A argumentação seria a necessidade de ampliar os prazos de adequação das farmácias de forma a garantir plena segurança sanitária e jurídica, embora a Anvisa tenha instituído critérios bem definidos. Coincidências à parte, Pedro Almeida fez questionamentos públicos sobre a RDC em participação no Congresso da Sociedade Brasileira de Análises Clínicas (SBAC), ocorrido em Santa Catarina entre os dias 18 e 21 de junho.
“Trata-se de um movimento estranho e desconectado da postura adotada no governo federal, uma vez que a gestão do Ministério da Saúde defende justamente a retomada dos exames e cirurgias, para reduzir a fila que aumentou durante a pandemia, bem como um maior cuidado da saúde por parte da população”, enfatiza Barreto.
Desde a autorização dos testes da Covid nas farmácias, em 2020, o segmento de análise laboratoriais vem manifestando sua contrariedade em relação à extensão do serviços. Na época, a Associação Brasileira de Medicina Diagnóstica (Abramed) assinou um ofício em conjunto com a Associação Brasileira de Biomedicina (ABBM), a Confederação Nacional de Saúde (CNSaúde), a Sociedade Brasileira de Análises Clínicas (SBAC) e a Sociedade Brasileira de Patologia Clínica/Medicina Laboratorial (SBPC/ML).
O teor era de preocupação com a validação de qualidade dos exames e a necessidade de seguir as boas práticas laboratoriais, sob pena de “riscos de resultados imprecisos, com possíveis ameaças à segurança dos pacientes”.
Agora, logo após a nova resolução ser publicada, a Abramed voltou a se posicionar publicamente em comunicado à imprensa. Ao mesmo tempo em que ressalta a preocupação da Anvisa na definição dos protocolos, a associação mantém uma postura fiscalista e de alerta.

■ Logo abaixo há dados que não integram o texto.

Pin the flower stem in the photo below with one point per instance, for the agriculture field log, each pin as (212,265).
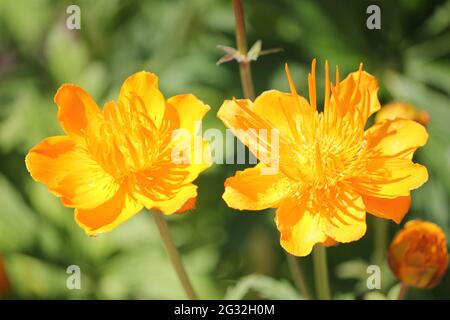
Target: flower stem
(403,291)
(174,255)
(321,273)
(298,276)
(241,39)
(380,244)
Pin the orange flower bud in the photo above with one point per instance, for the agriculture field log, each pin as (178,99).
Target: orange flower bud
(400,110)
(418,254)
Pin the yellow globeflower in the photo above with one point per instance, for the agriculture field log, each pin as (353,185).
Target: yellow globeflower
(418,254)
(402,110)
(331,170)
(114,161)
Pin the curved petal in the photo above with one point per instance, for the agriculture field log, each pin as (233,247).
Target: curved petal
(390,178)
(190,110)
(352,89)
(263,140)
(394,209)
(70,173)
(144,86)
(395,138)
(252,190)
(345,219)
(108,215)
(281,111)
(75,109)
(300,229)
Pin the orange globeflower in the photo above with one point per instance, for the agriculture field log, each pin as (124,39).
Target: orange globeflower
(402,110)
(331,170)
(114,161)
(418,255)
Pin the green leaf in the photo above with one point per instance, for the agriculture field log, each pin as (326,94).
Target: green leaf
(264,287)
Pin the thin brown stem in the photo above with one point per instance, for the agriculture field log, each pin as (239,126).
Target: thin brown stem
(403,291)
(298,276)
(174,255)
(241,40)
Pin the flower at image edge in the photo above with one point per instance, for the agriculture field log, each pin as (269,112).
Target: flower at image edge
(113,162)
(331,170)
(402,110)
(418,254)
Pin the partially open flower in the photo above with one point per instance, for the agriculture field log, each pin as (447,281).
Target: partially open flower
(332,170)
(400,110)
(113,162)
(418,254)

“É importante lembrar que, como qualquer teste diagnóstico, os testes rápidos também podem apresentar falsos negativos ou falsos positivos, o que pode comprometer as condutas e decisões médicas e a segurança dos pacientes. Portanto, para evitar riscos desnecessários à saúde dos pacientes, os exames realizados fora dos laboratórios clínicos devem seguir as mesmas diretrizes e regulamentos aplicados aos laboratórios, incluindo as normas de qualidade, segurança e biossegurança.”
Procurado pelo portal, o Ministério da Saúde não se manifestou até o fechamento da reportagem. Já a Abramed, por meio de sua assessoria de imprensa, informou que só irá se posicionar caso seja oficializada alguma medida.